I do not in the least feel under any kind of duress in respect of the allocation of time. I just need to remind Members from time to time that the House has resolved that a substantial part of its time—something approaching half the total number of sitting days—is made available to the Backbench Business Committee, to the Opposition, to the Liaison Committee—[Interruption.] We have to secure the business of government. From my point of view, it is absolutely transparent that a House business committee should add value to the measures that have made progress in this Parliament in giving Back Benchers access to parliamentary time, rather than detracting from them.
In connection with this question, I remind the House that my daughter is a practising medical student.
Final-year medical students face uncertainty this week over their foundation programme jobs because of application scoring errors in the new SJT—situational judgment test. This week, more than 7,000 final-year medical students who were initially delighted to receive their foundation school allocations may be concerned that those allocated jobs are now at risk. Students were informed of this by e-mail at 6.30 on Tuesday, with no apology for the error, causing some distress and anxiety. That is completely unacceptable. Will the Leader of the House request a statement from the Secretary of State?
The UK Foundation Programme Office is working urgently to resolve these problems so that there is minimum disruption to doctors and the affected hospitals, and to ensure that everyone is notified as quickly as possible about their placements for August. The error should not have happened and we are concerned about the anxiety that this has caused to students. I reiterate—and I recall making this clear when I was the Secretary of State for Health—that all eligible graduates of a UK medical school will receive a training place for August 2013.
Last Thursday I was given a guided tour of the new Visions Learning Trust university technical college at Victoria Mill in Burnley by Martin Gallagher, the college principal, and Steve Gray, the chief executive of Training 2000. The multi-million-pound college, which will open in August this year and will admit students aged between 14 and 19, is designed to appeal directly to the more vocationally minded, and is exactly what large Pendle employers such as Rolls-Royce, Weston EU and Graham Engineering said that our area needed. May we have a debate on university technical colleges, and the fantastic opportunity that they provide for young people to gain access to an education linked directly to the skills and knowledge that our local employers say that they desperately need?
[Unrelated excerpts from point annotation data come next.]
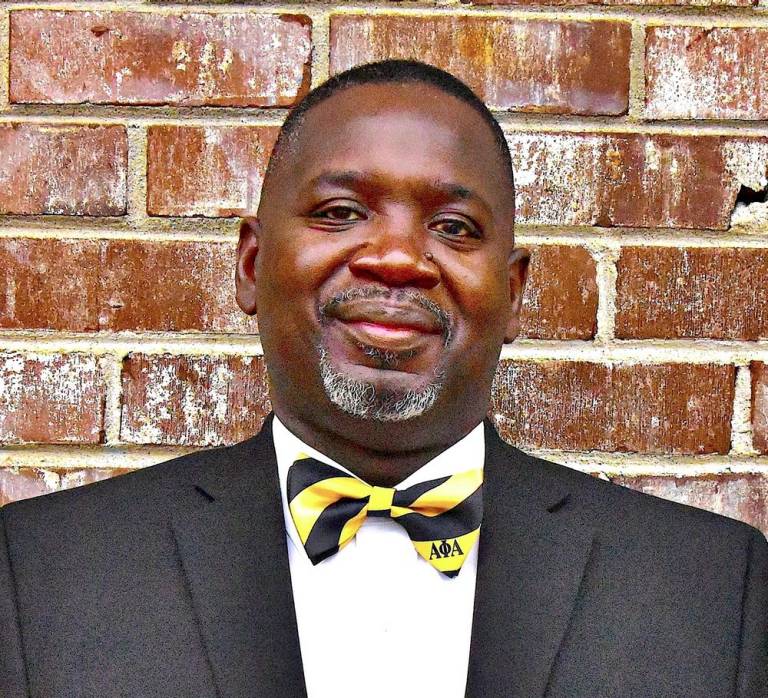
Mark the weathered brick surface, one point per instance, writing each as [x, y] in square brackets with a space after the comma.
[625, 179]
[664, 408]
[647, 3]
[633, 179]
[740, 496]
[88, 285]
[527, 65]
[49, 284]
[192, 400]
[233, 59]
[23, 483]
[85, 476]
[670, 292]
[706, 73]
[56, 398]
[759, 371]
[560, 299]
[206, 171]
[72, 170]
[170, 286]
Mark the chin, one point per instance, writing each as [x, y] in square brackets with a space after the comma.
[378, 395]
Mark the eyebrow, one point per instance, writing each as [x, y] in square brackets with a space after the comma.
[353, 179]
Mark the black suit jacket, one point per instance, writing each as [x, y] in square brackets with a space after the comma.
[174, 581]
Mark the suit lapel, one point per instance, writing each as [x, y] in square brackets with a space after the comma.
[532, 556]
[231, 540]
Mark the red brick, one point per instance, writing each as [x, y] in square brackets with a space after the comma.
[233, 59]
[647, 3]
[87, 285]
[740, 496]
[633, 179]
[513, 64]
[170, 286]
[580, 406]
[706, 73]
[85, 476]
[759, 372]
[192, 400]
[23, 483]
[560, 299]
[69, 170]
[50, 398]
[669, 292]
[206, 170]
[49, 284]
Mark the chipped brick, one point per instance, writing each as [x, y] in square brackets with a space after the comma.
[88, 285]
[759, 371]
[581, 406]
[226, 59]
[633, 179]
[740, 496]
[667, 292]
[560, 299]
[706, 73]
[192, 400]
[206, 170]
[67, 170]
[170, 286]
[49, 284]
[513, 64]
[56, 398]
[23, 483]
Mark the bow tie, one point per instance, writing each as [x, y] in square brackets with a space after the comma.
[442, 516]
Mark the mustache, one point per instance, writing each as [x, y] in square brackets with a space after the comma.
[443, 317]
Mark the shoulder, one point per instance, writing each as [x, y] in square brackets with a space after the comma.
[621, 513]
[138, 497]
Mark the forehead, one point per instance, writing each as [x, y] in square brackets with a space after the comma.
[408, 133]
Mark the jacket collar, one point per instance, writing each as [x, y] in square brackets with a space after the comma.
[230, 533]
[532, 556]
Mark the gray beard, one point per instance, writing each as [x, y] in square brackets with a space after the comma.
[361, 399]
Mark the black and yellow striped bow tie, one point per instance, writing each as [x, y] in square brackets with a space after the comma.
[442, 517]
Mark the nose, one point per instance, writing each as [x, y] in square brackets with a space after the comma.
[396, 259]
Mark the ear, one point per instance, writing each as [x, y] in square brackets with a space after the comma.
[518, 273]
[245, 274]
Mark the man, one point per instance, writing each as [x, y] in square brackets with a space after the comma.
[336, 553]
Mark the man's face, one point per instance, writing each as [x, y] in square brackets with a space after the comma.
[382, 266]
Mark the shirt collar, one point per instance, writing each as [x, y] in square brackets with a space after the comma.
[466, 454]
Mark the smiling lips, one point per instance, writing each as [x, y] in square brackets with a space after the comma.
[380, 323]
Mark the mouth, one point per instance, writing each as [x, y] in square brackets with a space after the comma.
[395, 326]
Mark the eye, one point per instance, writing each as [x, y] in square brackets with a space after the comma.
[456, 228]
[341, 213]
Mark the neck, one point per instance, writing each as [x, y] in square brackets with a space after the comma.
[382, 468]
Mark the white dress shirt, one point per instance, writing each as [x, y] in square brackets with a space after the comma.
[376, 619]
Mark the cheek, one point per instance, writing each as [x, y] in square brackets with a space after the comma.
[485, 301]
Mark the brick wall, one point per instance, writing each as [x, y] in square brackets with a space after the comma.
[130, 141]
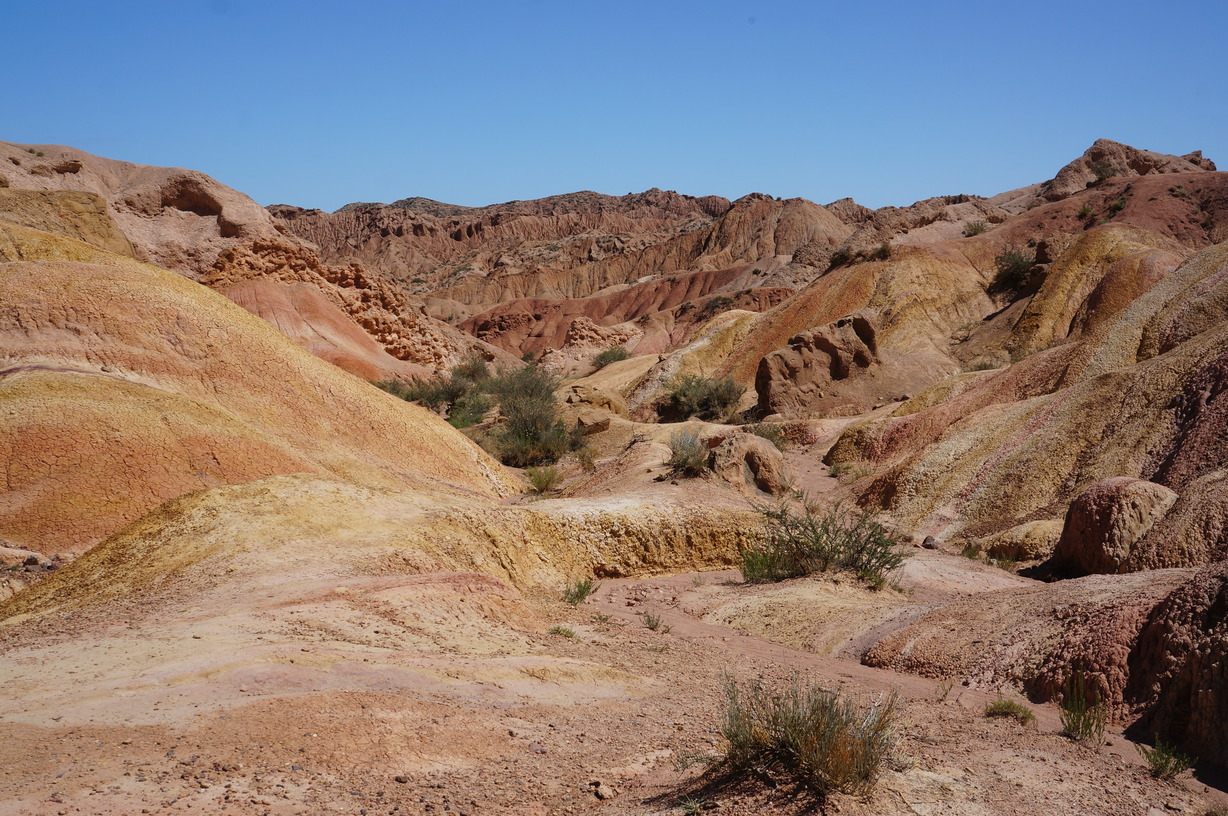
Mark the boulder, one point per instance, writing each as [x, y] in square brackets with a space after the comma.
[1029, 541]
[1180, 666]
[817, 358]
[592, 422]
[599, 398]
[1105, 521]
[750, 463]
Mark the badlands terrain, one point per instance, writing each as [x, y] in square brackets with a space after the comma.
[240, 578]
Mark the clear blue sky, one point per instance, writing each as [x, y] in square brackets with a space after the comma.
[322, 103]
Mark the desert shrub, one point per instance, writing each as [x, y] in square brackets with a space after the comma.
[603, 359]
[1002, 707]
[1013, 266]
[811, 540]
[688, 455]
[576, 592]
[1083, 717]
[532, 431]
[469, 409]
[774, 434]
[523, 384]
[827, 740]
[543, 478]
[1164, 761]
[704, 397]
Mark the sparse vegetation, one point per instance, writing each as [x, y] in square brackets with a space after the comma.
[543, 478]
[1013, 266]
[812, 540]
[532, 433]
[1083, 717]
[1003, 707]
[703, 397]
[825, 740]
[688, 455]
[774, 434]
[615, 354]
[579, 591]
[1164, 761]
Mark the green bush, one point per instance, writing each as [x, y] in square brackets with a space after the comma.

I entirely agree with my hon. Friend. I should like to say that we could find time for a debate soon, but we may not be able to do so, although I am sure that the issues that he has raised would be relevant to questions to the Secretaries of State for Education and for Business, Innovation and Skills.
My hon. Friend’s question had a certain resonance for me, because only last Friday I was standing on the site in Cambridge where a university technical college is to be established. It will focus on the provision of technical training for young people who will work in life sciences around Cambridge. The crucial aspect of such education is that it is directed to the needs of employers in an area, and enables young people to feel confident that the training they receive will enable them to find jobs quickly.